Comcast is predicting its proposed merger with Disney will face few regulatory obstacles, assuming Disney agrees to it, and -- at least in the traditional sense -- industry officials seem to agree. However, some believe the sheer size of the deal and the visibility of the Disney name could place some nontraditional obstacles in the way of such a merger, possibly even legislative road blocks. Disney’s only comment was that it had received the offer and would “carefully evaluate” it.
Judges on the 3rd U.S. Appeals Court, Philadelphia, may take a pass for now on challenges to the 39% national TV cap, but will get an earful Wed. on FCC’s use of a “diversity index” to determine new local cross-ownership rules, eased restrictions on duopoly rules and allowing triopolies, and other key issues, several attorneys told us. The court scheduled 3-hour oral argument involving: (1) Public interest organizations led by Prometheus Radio Project, which has 45 min. to challenge the FCC rules as too deregulatory. (2) Broadcast companies, contending the rules are too regulatory, also for 45 min. (3) FCC lawyers and 2 groups of private parties supporting the rule, 90 min.
Parties involved in the fight over media ownership are continuing to tell the 3rd U.S. Appeals Court, Philadelphia, their plans for arguing the case. Attorney Henk Brands will argue on behalf of the TV networks, addressing in 10 min. challenges to the local TV ownership and local radio ownership rules; the standard for review; and possibly challenges relating to the national TV ownership rule and UHF discount. Attorney Miguel Estrada, representing Clear Channel, will take 10 min. to discuss the 8-station cap under local radio rules; restrictions on transfer under the local radio rules; and attribution of additional sale sales and marketing. Attorney Donald Verrilli, for NAB and Emmis, will have 10 min. to argue on challenges to the market definition in the local radio ownership rules and the Top-4 restriction in the local TV ownership rules. Sinclair attorney Kathryn Schmeltzer will take 5 min. to talk about the challenges to the Top-4 restriction in local TV and the treatment of triopolies. Attorney Carter Phillips, on behalf of the newspaper litigants, will have 10 min. to discuss challenges to the newspaper-TV cross-ownership restrictions.

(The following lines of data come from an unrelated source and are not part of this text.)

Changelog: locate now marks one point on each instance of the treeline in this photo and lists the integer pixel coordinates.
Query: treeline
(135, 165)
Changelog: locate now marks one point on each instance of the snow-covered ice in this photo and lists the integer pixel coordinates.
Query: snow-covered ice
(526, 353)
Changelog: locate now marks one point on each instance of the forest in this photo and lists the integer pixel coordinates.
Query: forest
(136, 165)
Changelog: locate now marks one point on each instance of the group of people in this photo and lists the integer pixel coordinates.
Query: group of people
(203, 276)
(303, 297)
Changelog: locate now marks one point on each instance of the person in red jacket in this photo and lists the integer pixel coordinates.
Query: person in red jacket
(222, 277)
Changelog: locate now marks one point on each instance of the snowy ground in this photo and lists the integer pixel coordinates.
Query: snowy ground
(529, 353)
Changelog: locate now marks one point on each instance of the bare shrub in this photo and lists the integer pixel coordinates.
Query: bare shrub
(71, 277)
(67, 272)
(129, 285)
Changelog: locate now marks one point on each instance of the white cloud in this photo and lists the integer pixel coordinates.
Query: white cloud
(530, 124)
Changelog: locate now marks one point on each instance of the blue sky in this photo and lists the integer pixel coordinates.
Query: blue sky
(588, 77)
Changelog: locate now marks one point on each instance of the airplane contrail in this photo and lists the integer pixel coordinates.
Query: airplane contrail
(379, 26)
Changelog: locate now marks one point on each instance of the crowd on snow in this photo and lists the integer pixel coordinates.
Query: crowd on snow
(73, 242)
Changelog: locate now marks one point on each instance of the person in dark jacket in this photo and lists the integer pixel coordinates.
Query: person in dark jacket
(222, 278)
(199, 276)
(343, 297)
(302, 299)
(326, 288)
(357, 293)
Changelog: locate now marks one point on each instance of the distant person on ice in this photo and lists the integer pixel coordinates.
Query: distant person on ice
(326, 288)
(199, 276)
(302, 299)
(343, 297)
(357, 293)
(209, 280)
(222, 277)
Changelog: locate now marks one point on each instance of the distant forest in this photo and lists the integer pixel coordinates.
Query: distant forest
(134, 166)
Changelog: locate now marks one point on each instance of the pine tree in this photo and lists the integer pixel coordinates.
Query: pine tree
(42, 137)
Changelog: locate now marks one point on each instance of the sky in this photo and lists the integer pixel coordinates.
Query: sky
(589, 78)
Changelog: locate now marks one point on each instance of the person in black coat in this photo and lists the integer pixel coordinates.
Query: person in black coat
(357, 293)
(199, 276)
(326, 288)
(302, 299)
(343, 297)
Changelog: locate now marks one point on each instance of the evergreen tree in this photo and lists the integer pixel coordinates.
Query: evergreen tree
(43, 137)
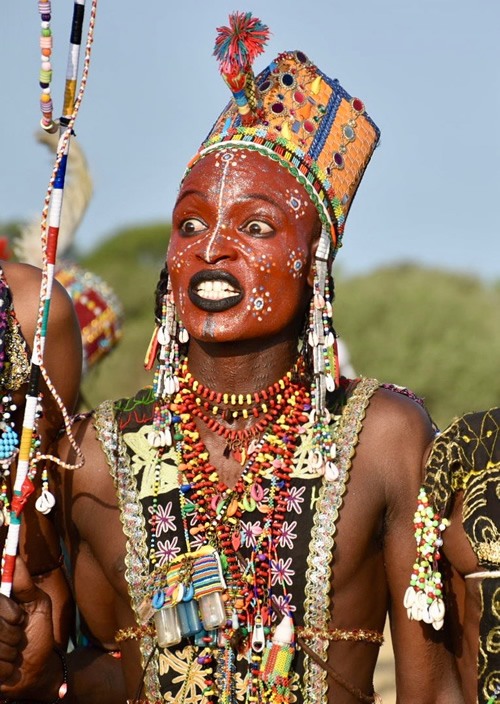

Verizon’s proposed plan for determining access charges on VoIP has at least one fan on Capitol Hill: Rep. Boucher (D-Va.), a member of the House Commerce and Judiciary committees. In a National Consumer League forum on broadband Thurs., Boucher said he was “impressed” by the ideas Verizon Senior Vp Thomas Tauke presented last week on VoIP regulation (CD Jan 22 p1). Boucher stressed that reform of access charges and the Universal Service Fund (USF) was critical. Highlighting comments by Senate Appropriations Chmn. Stevens (R-Alaska), who is likely to take the reins of the Commerce Committee in 2005, Boucher said Congress was likely to begin efforts next year on comprehensive reform of USF and other telecom regulations.